Hergé memasukkan tokoh Zhang, yang absen sejak Lotus Biru,[9] karena mengingat kembali Zhang Chongren, teman berkebangsaan Tionghoa yang juga adalah seniman[35] tetapi belum pernah ia temui kembali semenjak hari-hari mereka menjalin pertemanan pada dua puluh tahun yang lalu. Hergé dan Zhang sebelumnya banyak menghabiskan hari Minggu bersama agar Hergé bisa mempelajari budaya Tionghoa demi pengerjaan Lotus Biru.[36][d] Kemudian, Zhang kembali ke tanah airnya dan Hergé kehilangan kontak setelah invasi Jepang ke Tiongkok pada 1937.[37] Hergé merasa bahwa Zhang—tokoh dalam cerita—dan Tintin harus bertemu kembali, sesuai harapan Hergé agar suatu hari nanti ia bisa bersua kembali dengan temannya. [38][e]

Hergé membaca berbagai buku mengenai Tibet untuk proyek ini: Secret Tibet (Tibet yang Tersembunyi) karya Fosco Maraini, Seven Years in Tibet (Tujuh Tahun di Tibet) karya Heinrich Harrer, Tibet My Homeland (Tibet Kampung Halamanku) karya Tsewang Pemba, Annapurna karya Maurice Herzog, Mata Ketiga karya Lobsang Rampa yang kontroversial,[f] dan buku-buku karya penjelajah dan spiritualis Belgia Alexandra David-Néel.[41] Hergé mengunjungi Perhimpunan Alpen Belgia untuk melihat koleksi foto Pegunungan Himalaya yang mereka miliki; mereka mengiriminya karya fotografer Richard Lannoy tentang India.[42] Model-model untuk gambar seperti biksu dengan alat musik, orang Sherpa dengan tas pundak, dan reruntuhan pesawat berasal dari kliping yang Hergé kumpulkan dari sumber-sumber seperti National Geographic.[43] Anggota studio membantu dalam mengumpulkan bahan sumber lainnya; contohnya, kolaborator Jacques Martin meneliti dan menggambar kostum-kostum pada cerita Tintin di Tibet.[44]

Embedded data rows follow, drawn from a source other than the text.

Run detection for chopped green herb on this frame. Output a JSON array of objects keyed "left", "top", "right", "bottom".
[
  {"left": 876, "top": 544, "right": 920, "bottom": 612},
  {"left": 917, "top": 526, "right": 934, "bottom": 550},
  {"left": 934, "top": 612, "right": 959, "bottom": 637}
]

Untuk memahami soal Yeti—yang ia gambarkan sebagai makhluk yang penyayang, Hergé mengontak temannya, Bernard Heuvelmans—pengarang Menyusuri Jejak Hewan-Hewan yang Tidak Diketahui.[14] Setelah membaca ulang penjelasan Heuvelmans tentang Yeti, Hergé melakukan riset tentang spesies kriptid tersebut sebisa mungkin.[45] Hergé mewawancarai para pendaki, termasuk Herzog, yang pernah menemukan jejak kaki yang ia yakini dimiliki oleh sesosok makhluk dengan dua kaki yang tengah berhenti di kaki wajah batu di Annapurna.[46] Gagasan tentang kepedulian makhluk tersebut saat Zhang kelaparan terinspirasi oleh penuturan orang Sherpa yang menceritakan bahwa sesosok Yeti pernah menyelamatkan seorang gadis kecil pada kejadian serupa.[47] Pengaruh lain datang dari Fanny Vlaminck yang tertarik dengan indra keenam dan mistisime Buddha Tibet; hal-hal tersebut juga memikat Hergé yang menjadikannya tema-tema yang penting dalam cerita Tintin.[48][49]

Publikasi

[sunting | sunting sumber]
Panel dari Tintin di Tibet, yang menggambarkan reruntuhan pesawat. Saat Air India mengecam pesawat mereka ditampilkan dalam sebuah kecelakaan, Hergé mengubah logonya menjadi maskapai fiktif Sari-Airways.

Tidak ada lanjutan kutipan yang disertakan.